The study analyzed by Philip Sedgwick in this article on the Number
Needed to Treat (BMJ 27 April 2011) perfectly fits with the concept of the
Rule 3-30 that I published ten years ago (1).
After analyzing hundreds of trials, I recognized a pattern, which I
tested and confirmed to simplify the evaluation of the evidence. I called
this pattern: THE 3-30 RULE OF EVIDENCE BASED MEDICINE..
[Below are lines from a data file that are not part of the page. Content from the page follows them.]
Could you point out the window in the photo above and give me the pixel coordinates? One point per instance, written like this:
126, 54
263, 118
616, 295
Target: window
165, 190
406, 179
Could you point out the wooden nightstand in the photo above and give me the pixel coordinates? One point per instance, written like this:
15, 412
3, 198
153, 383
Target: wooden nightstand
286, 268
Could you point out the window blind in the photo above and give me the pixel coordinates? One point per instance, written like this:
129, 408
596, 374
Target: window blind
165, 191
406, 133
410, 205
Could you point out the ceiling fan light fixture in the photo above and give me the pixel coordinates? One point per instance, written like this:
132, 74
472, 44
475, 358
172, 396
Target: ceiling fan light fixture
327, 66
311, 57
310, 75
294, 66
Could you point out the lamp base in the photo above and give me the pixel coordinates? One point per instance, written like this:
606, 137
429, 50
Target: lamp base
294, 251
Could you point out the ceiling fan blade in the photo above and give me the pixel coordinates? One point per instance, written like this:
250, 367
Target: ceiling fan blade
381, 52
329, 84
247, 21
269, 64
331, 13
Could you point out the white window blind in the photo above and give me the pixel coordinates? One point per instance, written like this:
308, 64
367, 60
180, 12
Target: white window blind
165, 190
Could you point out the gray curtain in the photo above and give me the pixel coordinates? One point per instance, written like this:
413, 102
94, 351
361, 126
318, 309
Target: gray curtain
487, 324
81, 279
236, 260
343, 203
Basically it means that the trials that are clinically significant
and/or cost- effective fulfill at least two of the following
characteristics: a Relative Risk Reduction of 30% or more (not less than
20%), an Absolute Risk Reduction of 3% or more (not less than 2%), and a
Number Needed to Treat or NNT of 30 or less (not more than 50), that is,
for every 30 patients that we treat, compared with controls, we save a
life or avoid one clinical event.
This simple rule rapidly identifies the Randomized Clinical Trials
(R.C.T.) that could have practical clinical applications. The following is
a partial list of very successful and well known R.C.T. that clearly
fulfill THE 3-30 RULE OF EVIDENCE BASED MEDICINE: ISIS-2, RALES, 4S,
LIPID, CARE, WOSCOPS, AFCAPS/TexCAPS, CURE and ASSENT-3, among many others
Prof. Enrique Sanchez-Delgado, M.D.
1.- A C Freeman and K Sweeney. Why general practitioners do not
implement evidence: qualitative study. BMJ 2001; 323: 1100 (10 November).
2.- E Sanchez-Delgado. Evidence Based Medicine: Rule
3-30. Presented at the XXXII National Medical Congress of the Nicaraguan
Medical Association. Managua 08 September 2001.